DUBAI/CAIRO: Saudi shares retreated Monday after a call by the king for a crackdown against market manipulation spooked investors, and Egypt’s bourse fell to eight-week lows over top-level differences about the terms of an IMF loan.
King Abdullah has ordered the crackdown, insisting action should be taken if necessary against improper trading, the daily Ash-Sharq newspaper reported Monday.
This spooked retail investors, who either tried to reduce their market exposure or stayed away altogether. Turnover fell to 11.7 billion riyals ($3.1 billion), the lowest since March 3.
The index dipped 0.3 percent in its fourth straight decline to trim 2012 gains to 19.9 percent.
“When the CMA (Capital Market Authority) charges someone with unethical trading they freeze their buying, but not the selling,” said a Riyadh-based trader who asked not to be identified. “This started a domino wave of selling.”
Some traders said the move may help curb market volatility.
“Fundamentals took a back seat [recently] and the net result was stocks with no fundamental strength skyrocketing, which sends the wrong message if you’re looking to open the market to foreigners,” said Amer Khan, fund manager at Shuaa Asset Management. “This is a very welcoming development to prevent a bubble from forming.”
Saudi Arabia is taking gradual steps to open the stock exchange to direct foreign ownership.
Banks were the main losers, while some petrochemical stocks also closed lower.
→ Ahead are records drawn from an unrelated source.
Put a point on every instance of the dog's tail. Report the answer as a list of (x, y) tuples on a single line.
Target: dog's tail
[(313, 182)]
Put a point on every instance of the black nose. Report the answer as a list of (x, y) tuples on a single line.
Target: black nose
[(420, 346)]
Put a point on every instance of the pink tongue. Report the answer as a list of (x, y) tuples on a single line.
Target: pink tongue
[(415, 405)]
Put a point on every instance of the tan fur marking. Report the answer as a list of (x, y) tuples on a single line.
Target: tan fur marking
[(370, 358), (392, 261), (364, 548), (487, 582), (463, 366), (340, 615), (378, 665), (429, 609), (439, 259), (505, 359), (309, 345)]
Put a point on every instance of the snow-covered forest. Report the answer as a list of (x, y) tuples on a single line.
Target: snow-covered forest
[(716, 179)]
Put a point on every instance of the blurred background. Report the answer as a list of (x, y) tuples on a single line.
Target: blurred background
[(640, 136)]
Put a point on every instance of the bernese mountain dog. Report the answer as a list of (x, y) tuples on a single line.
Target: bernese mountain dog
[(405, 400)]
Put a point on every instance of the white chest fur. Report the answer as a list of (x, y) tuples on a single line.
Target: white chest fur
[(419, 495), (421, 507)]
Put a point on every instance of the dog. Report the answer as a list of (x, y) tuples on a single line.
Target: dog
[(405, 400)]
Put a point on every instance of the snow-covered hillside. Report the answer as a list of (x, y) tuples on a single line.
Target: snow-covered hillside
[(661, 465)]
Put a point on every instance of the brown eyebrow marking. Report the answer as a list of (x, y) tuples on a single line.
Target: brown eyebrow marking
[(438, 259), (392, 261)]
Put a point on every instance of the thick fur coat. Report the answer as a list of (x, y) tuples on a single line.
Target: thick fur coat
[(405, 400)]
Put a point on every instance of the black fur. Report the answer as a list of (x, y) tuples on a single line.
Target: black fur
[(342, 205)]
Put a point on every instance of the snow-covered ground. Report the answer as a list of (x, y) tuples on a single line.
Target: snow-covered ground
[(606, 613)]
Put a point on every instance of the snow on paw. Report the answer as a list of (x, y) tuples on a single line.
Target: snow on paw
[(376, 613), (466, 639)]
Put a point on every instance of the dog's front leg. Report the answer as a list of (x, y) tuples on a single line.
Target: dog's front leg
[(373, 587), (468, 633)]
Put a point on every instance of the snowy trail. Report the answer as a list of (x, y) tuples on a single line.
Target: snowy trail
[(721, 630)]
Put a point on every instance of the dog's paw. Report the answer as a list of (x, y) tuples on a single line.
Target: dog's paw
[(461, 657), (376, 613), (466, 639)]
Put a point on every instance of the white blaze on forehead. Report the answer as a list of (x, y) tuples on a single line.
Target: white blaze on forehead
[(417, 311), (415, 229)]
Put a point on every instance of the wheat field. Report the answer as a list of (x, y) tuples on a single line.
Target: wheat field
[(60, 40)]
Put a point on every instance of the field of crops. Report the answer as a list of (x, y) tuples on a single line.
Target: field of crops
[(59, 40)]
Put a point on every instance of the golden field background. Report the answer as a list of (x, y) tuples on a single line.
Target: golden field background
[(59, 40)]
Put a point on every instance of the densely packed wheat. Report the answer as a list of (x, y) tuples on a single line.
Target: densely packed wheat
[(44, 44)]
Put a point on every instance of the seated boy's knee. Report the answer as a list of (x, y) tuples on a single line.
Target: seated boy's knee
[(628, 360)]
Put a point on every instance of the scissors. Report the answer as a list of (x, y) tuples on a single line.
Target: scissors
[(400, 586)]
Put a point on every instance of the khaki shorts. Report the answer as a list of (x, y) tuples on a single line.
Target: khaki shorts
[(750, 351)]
Saudi Basic Industries Corp. (SABIC) slipped 0.7 percent and Al-Rajhi Bank shed 1 percent.
Egypt’s main index fell 2.7 percent to its lowest level since Feb. 7 after the Muslim Brotherhood challenged the government to change the terms of the emergency IMF loan, showing political powers remain far apart on how to stave off a payments crisis.
Brotherhood presidential candidate Khairat al-Shater said he had told the army-backed interim government it should either postpone borrowing from the IMF or speed up the formation of a new government.
“It is not logical that I approve a loan that the transitional government would take for two or three months, then demand that I, as a permanent government, repay,” Shater said in an interview with Reuters.
Sealing the $3.2 billion IMF loan would also help reassure investors after over a year of political and economic turmoil.
Shater’s comments were “definitely a negative and no one will be buying in the market until there is clarity on the ... IMF loan talks,” said Teymour al-Derini of Naeem Brokerage.
Among decliners, Ezz Steel lost 3.7 percent and property developer Palm Hills dropped 5.3 percent.
In Dubai, the index lost 0.7 percent, trimming 2012 gains to 22.5 percent, as Asian shares fell after a sharp slowdown in U.S. jobs growth raised concerns about the strength of the world’s largest economy.
“Data from U.S. made investors, who were too positive for too long, to rethink their stance of continued global growth – that’s what is pulling our markets back,” said Shuaa’s Khan.
Dubai bellwether Emaar Properties slipped 0.9 percent, Emirates NBD dipped 1.1 percent and telecoms operator du shed 2.6 percent.